All of lore.kernel.org
 help / color / mirror / Atom feed
From: Sean Christopherson <seanjc@google.com>
To: Joao Martins <joao.m.martins@oracle.com>
Cc: Maxim Levitsky <mlevitsk@redhat.com>,
	"dengqiao.joey" <dengqiao.joey@bytedance.com>,
	kvm@vger.kernel.org, linux-kernel@vger.kernel.org,
	pbonzini@redhat.com
Subject: Re: [PATCH] KVM: SVM: Update destination when updating pi irte
Date: Thu, 29 Jun 2023 15:35:18 -0700	[thread overview]
Message-ID: <ZJ4HJhQytonABUMl@google.com> (raw)
In-Reply-To: <36295675-2139-266d-4b07-9e029ac88fef@oracle.com>

On Thu, May 18, 2023, Joao Martins wrote:
> 
> On 18/05/2023 09:19, Maxim Levitsky wrote:
> > I think that we do need to a flag indicating if the vCPU is currently
> > running and if yes, then use svm->vcpu.cpu (or put -1 to it when it not
> > running or something) (currently the vcpu->cpu remains set when vCPU is
> > put)
> > 
> > In other words if a vCPU is running, then avic_pi_update_irte should put
> > correct pCPU number, and if it raced with vCPU put/load, then later should
> > win and put the correct value.  This can be done either with a lock or
> > barriers.
> > 
> If this could be done, it could remove cost from other places and avoid this
> little dance of the galog (and avoid its usage as it's not the greatest design
> aspect of the IOMMU). We anyways already need to do IRT flushes in all these
> things with regards to updating any piece of the IRTE, but we need some care
> there two to avoid invalidating too much (which is just as expensive and per-VCPU).

...

> But still quite expensive (as many IPIs as vCPUs updated), but it works as
> intended and guest will immediately see the right vcpu affinity. But I honestly
> prefer going towards your suggestion (via vcpu.pcpu) if we can have some
> insurance that vcpu.cpu is safe to use in pi_update_irte if protected against
> preemption/blocking of the VCPU.

I think we have all the necessary info, and even a handy dandy spinlock to ensure
ordering.  Disclaimers: compile tested only, I know almost nothing about the IOMMU
side of things, and I don't know if I understood the needs for the !IsRunning cases.

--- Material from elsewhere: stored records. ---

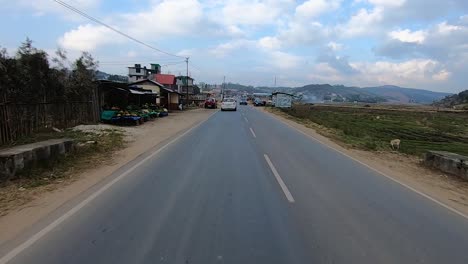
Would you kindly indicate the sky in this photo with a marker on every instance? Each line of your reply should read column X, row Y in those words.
column 411, row 43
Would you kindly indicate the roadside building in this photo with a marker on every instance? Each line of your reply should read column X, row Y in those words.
column 282, row 100
column 136, row 72
column 167, row 80
column 167, row 98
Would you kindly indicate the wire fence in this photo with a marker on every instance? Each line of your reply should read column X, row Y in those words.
column 20, row 120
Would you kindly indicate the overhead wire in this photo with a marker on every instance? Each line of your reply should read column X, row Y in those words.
column 74, row 9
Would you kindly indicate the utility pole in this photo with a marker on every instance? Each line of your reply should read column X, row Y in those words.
column 186, row 84
column 224, row 87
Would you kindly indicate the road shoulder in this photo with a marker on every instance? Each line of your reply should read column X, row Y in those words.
column 405, row 169
column 144, row 139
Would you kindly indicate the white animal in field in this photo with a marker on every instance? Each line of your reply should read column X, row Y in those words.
column 395, row 143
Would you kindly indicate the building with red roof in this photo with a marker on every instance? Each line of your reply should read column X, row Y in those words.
column 167, row 80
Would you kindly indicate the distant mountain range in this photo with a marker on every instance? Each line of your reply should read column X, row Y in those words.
column 110, row 77
column 340, row 93
column 406, row 95
column 459, row 101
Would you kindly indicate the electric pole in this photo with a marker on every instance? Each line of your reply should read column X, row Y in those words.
column 224, row 87
column 186, row 84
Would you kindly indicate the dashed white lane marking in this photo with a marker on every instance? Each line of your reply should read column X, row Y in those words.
column 34, row 238
column 283, row 186
column 382, row 173
column 253, row 133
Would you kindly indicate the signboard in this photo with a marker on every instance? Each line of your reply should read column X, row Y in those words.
column 283, row 100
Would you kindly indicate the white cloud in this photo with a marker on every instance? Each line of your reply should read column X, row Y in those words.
column 363, row 23
column 443, row 75
column 87, row 38
column 249, row 13
column 314, row 8
column 412, row 72
column 283, row 60
column 43, row 7
column 224, row 49
column 387, row 3
column 269, row 43
column 444, row 28
column 165, row 18
column 409, row 36
column 334, row 46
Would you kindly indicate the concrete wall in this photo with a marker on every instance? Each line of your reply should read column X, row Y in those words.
column 153, row 88
column 22, row 157
column 448, row 162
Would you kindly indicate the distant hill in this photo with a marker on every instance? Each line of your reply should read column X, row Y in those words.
column 457, row 100
column 336, row 93
column 110, row 77
column 243, row 88
column 398, row 94
column 339, row 93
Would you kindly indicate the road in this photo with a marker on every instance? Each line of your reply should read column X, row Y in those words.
column 245, row 188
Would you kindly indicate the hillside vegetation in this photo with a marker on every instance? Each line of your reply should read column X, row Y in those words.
column 457, row 100
column 406, row 95
column 372, row 129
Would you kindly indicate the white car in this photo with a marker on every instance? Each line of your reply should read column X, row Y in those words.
column 229, row 104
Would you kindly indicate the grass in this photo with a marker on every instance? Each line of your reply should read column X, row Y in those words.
column 372, row 129
column 29, row 182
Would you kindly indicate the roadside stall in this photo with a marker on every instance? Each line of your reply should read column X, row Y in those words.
column 124, row 105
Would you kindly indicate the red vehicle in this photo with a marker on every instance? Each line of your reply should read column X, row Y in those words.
column 210, row 103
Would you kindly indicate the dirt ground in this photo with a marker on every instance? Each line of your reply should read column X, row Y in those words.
column 407, row 169
column 42, row 200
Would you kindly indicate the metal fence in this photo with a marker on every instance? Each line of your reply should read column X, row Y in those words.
column 19, row 120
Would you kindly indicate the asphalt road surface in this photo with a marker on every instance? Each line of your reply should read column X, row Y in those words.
column 245, row 188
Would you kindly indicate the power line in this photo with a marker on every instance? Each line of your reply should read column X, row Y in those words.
column 113, row 29
column 126, row 63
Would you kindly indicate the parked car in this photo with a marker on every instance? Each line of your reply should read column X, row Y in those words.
column 229, row 104
column 258, row 102
column 210, row 103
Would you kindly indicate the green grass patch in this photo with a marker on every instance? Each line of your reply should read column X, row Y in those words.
column 372, row 129
column 82, row 158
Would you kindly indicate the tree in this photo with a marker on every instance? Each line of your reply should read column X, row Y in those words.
column 82, row 77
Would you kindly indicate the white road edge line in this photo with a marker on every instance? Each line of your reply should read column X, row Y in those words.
column 253, row 133
column 383, row 174
column 283, row 186
column 34, row 238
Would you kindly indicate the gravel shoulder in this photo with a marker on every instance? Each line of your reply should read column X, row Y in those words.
column 407, row 169
column 45, row 199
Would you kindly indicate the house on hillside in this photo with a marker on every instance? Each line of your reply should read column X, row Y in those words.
column 282, row 100
column 118, row 94
column 168, row 80
column 137, row 72
column 182, row 82
column 167, row 98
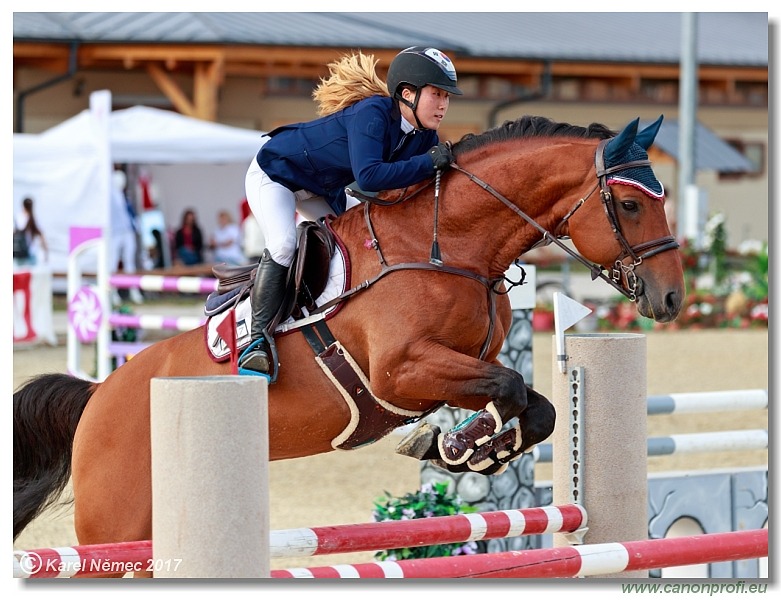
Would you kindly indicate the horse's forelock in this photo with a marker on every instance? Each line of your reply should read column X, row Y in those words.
column 528, row 127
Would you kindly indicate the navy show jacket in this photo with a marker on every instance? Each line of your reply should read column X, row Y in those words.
column 361, row 143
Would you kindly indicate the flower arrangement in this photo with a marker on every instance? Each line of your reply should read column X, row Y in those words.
column 432, row 500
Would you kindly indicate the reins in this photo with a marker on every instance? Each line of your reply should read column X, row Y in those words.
column 620, row 269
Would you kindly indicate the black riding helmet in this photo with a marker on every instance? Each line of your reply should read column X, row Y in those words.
column 420, row 66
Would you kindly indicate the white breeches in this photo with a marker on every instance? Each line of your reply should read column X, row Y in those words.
column 275, row 207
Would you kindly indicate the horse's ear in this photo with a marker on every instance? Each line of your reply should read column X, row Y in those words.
column 616, row 147
column 646, row 137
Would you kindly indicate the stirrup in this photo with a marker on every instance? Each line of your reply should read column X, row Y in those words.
column 254, row 347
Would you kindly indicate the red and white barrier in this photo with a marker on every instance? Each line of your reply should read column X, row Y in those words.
column 117, row 558
column 567, row 561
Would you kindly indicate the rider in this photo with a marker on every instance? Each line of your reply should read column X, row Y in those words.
column 379, row 135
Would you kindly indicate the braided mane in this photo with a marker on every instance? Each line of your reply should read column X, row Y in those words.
column 527, row 127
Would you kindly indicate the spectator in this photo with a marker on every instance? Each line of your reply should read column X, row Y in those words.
column 38, row 251
column 188, row 240
column 226, row 241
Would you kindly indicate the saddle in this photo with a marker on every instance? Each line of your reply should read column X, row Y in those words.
column 306, row 279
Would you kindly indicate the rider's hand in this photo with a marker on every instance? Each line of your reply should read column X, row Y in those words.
column 441, row 156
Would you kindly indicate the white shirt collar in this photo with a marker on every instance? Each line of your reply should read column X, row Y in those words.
column 406, row 126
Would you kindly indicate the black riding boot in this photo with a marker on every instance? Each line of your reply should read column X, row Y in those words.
column 268, row 293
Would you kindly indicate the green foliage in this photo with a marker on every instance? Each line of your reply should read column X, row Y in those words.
column 432, row 500
column 756, row 286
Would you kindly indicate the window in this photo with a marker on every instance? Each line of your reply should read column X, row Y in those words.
column 754, row 152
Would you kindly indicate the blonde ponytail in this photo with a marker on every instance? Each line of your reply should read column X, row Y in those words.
column 352, row 78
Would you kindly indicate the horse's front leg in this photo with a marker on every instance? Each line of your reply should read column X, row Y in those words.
column 497, row 393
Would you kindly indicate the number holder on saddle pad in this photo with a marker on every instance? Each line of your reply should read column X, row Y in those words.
column 370, row 418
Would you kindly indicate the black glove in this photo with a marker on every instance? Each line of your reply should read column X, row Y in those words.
column 441, row 156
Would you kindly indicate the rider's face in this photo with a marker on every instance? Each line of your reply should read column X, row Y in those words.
column 432, row 106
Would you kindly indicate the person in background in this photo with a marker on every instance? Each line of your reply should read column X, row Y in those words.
column 226, row 241
column 380, row 135
column 252, row 234
column 124, row 244
column 38, row 251
column 188, row 240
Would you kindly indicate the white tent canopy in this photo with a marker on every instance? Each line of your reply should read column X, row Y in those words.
column 66, row 169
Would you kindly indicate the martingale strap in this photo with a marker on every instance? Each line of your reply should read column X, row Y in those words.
column 370, row 418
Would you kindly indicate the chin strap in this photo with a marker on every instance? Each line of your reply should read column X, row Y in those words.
column 413, row 106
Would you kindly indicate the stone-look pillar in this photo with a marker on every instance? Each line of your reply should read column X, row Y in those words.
column 210, row 508
column 610, row 393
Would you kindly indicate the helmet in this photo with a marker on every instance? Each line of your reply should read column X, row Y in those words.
column 420, row 66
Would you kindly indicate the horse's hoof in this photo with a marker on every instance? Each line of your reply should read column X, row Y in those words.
column 421, row 442
column 457, row 445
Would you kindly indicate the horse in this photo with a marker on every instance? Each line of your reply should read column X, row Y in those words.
column 423, row 330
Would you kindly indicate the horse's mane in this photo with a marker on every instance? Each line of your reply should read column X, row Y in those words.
column 527, row 127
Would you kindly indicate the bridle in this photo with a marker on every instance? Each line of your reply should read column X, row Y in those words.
column 621, row 271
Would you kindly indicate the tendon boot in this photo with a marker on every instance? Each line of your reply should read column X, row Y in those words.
column 268, row 293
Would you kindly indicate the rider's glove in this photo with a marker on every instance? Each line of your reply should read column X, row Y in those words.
column 441, row 156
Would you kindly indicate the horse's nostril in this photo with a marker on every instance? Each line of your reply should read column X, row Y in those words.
column 673, row 302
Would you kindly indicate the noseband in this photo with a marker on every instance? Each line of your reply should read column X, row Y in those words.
column 621, row 270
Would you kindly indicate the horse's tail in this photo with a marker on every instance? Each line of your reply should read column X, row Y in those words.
column 46, row 412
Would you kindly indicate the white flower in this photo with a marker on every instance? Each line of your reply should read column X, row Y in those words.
column 750, row 247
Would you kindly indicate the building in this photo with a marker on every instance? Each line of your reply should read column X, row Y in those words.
column 257, row 71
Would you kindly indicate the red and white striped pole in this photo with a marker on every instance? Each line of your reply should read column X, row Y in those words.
column 362, row 537
column 566, row 561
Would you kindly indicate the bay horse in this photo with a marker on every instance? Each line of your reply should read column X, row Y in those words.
column 425, row 333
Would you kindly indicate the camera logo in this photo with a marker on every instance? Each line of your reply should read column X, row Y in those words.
column 29, row 562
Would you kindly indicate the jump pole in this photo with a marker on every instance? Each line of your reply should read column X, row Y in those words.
column 210, row 508
column 600, row 439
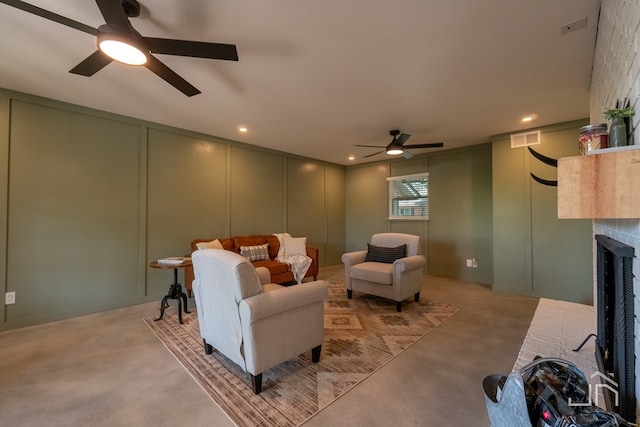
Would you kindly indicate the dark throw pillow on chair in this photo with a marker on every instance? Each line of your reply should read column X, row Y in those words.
column 387, row 255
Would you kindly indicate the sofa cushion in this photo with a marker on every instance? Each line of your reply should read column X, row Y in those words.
column 254, row 240
column 378, row 272
column 255, row 253
column 214, row 244
column 295, row 246
column 274, row 246
column 387, row 255
column 274, row 267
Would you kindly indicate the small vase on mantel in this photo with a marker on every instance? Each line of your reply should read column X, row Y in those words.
column 618, row 128
column 617, row 132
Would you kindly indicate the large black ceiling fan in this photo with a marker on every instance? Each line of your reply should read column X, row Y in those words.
column 396, row 146
column 119, row 33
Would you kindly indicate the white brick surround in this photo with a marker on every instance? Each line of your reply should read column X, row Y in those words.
column 616, row 75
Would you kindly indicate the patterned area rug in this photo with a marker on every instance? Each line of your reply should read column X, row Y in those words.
column 361, row 336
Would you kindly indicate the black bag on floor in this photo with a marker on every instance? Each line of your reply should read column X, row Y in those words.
column 556, row 394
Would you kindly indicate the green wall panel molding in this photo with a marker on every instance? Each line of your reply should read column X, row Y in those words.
column 535, row 253
column 73, row 213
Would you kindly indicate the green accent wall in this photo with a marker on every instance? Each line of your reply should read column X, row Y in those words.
column 535, row 253
column 89, row 199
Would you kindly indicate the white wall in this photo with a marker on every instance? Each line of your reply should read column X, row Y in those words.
column 616, row 75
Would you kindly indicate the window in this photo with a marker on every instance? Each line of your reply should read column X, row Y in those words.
column 409, row 197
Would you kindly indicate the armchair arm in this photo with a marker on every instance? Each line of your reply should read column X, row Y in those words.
column 409, row 263
column 264, row 275
column 314, row 254
column 266, row 304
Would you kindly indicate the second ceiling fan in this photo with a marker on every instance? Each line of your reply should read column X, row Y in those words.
column 396, row 146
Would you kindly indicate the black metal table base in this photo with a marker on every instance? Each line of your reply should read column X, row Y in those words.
column 175, row 292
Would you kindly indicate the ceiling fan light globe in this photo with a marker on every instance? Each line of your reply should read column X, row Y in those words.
column 122, row 51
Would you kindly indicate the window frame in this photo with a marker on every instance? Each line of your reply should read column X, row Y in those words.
column 413, row 177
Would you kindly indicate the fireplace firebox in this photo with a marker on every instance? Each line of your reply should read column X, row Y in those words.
column 615, row 350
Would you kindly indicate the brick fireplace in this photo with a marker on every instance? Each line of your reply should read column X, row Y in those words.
column 615, row 76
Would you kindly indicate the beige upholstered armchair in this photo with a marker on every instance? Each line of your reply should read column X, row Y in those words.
column 256, row 324
column 389, row 268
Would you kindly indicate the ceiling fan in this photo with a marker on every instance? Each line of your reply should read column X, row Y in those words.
column 118, row 40
column 396, row 146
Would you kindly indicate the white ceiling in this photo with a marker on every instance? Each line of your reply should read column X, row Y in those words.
column 316, row 78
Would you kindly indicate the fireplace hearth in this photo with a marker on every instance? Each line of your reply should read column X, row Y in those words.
column 615, row 350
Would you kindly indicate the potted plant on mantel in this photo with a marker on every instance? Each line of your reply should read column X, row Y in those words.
column 618, row 129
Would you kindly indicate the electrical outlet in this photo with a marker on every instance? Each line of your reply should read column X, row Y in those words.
column 9, row 298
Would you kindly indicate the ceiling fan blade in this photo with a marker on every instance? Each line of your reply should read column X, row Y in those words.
column 227, row 52
column 50, row 16
column 402, row 138
column 432, row 145
column 170, row 76
column 374, row 154
column 92, row 64
column 114, row 14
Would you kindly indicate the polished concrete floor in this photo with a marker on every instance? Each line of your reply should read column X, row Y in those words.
column 109, row 369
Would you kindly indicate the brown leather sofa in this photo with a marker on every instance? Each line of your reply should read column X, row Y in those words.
column 280, row 272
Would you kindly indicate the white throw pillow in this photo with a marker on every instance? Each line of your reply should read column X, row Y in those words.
column 214, row 244
column 295, row 246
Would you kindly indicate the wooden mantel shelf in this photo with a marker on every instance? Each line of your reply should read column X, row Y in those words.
column 605, row 185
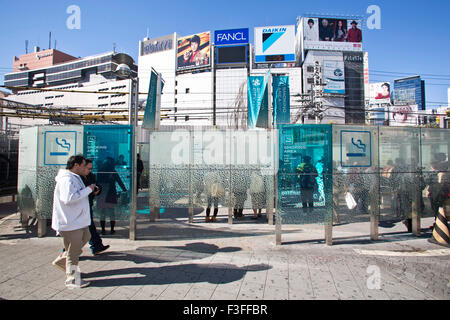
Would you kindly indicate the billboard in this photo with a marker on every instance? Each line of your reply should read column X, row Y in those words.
column 406, row 115
column 226, row 55
column 194, row 51
column 333, row 76
column 331, row 34
column 231, row 36
column 380, row 92
column 275, row 44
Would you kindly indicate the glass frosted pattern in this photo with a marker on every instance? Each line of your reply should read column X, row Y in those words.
column 201, row 168
column 435, row 145
column 401, row 183
column 304, row 179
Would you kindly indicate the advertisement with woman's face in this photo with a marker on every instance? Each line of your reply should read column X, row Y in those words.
column 193, row 51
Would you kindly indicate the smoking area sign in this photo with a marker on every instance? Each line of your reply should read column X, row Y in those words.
column 356, row 148
column 59, row 146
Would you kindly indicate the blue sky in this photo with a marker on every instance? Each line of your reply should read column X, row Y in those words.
column 413, row 39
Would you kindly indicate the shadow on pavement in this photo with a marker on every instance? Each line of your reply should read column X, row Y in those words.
column 219, row 273
column 164, row 254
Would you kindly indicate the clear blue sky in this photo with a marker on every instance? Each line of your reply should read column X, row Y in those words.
column 414, row 35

Disclaimers aside, this should point the IOMMU at the right pCPU when the target
vCPU changes and the new vCPU is actively running.

---
 arch/x86/kvm/svm/avic.c | 44 +++++++++++++++++++++++++++++++++--------
 1 file changed, 36 insertions(+), 8 deletions(-)

diff --git a/arch/x86/kvm/svm/avic.c b/arch/x86/kvm/svm/avic.c
index cfc8ab773025..703ad9af73eb 100644
--- a/arch/x86/kvm/svm/avic.c
+++ b/arch/x86/kvm/svm/avic.c
@@ -791,6 +791,7 @@ static int svm_ir_list_add(struct vcpu_svm *svm, struct amd_iommu_pi_data *pi)
 	int ret = 0;
 	unsigned long flags;
 	struct amd_svm_iommu_ir *ir;
+	u64 entry;
 
 	/**
 	 * In some cases, the existing irte is updated and re-set,
@@ -824,6 +825,18 @@ static int svm_ir_list_add(struct vcpu_svm *svm, struct amd_iommu_pi_data *pi)
 	ir->data = pi->ir_data;
 
 	spin_lock_irqsave(&svm->ir_list_lock, flags);
+
+	/*
+	 * Update the target pCPU for IOMMU doorbells if the vCPU is running.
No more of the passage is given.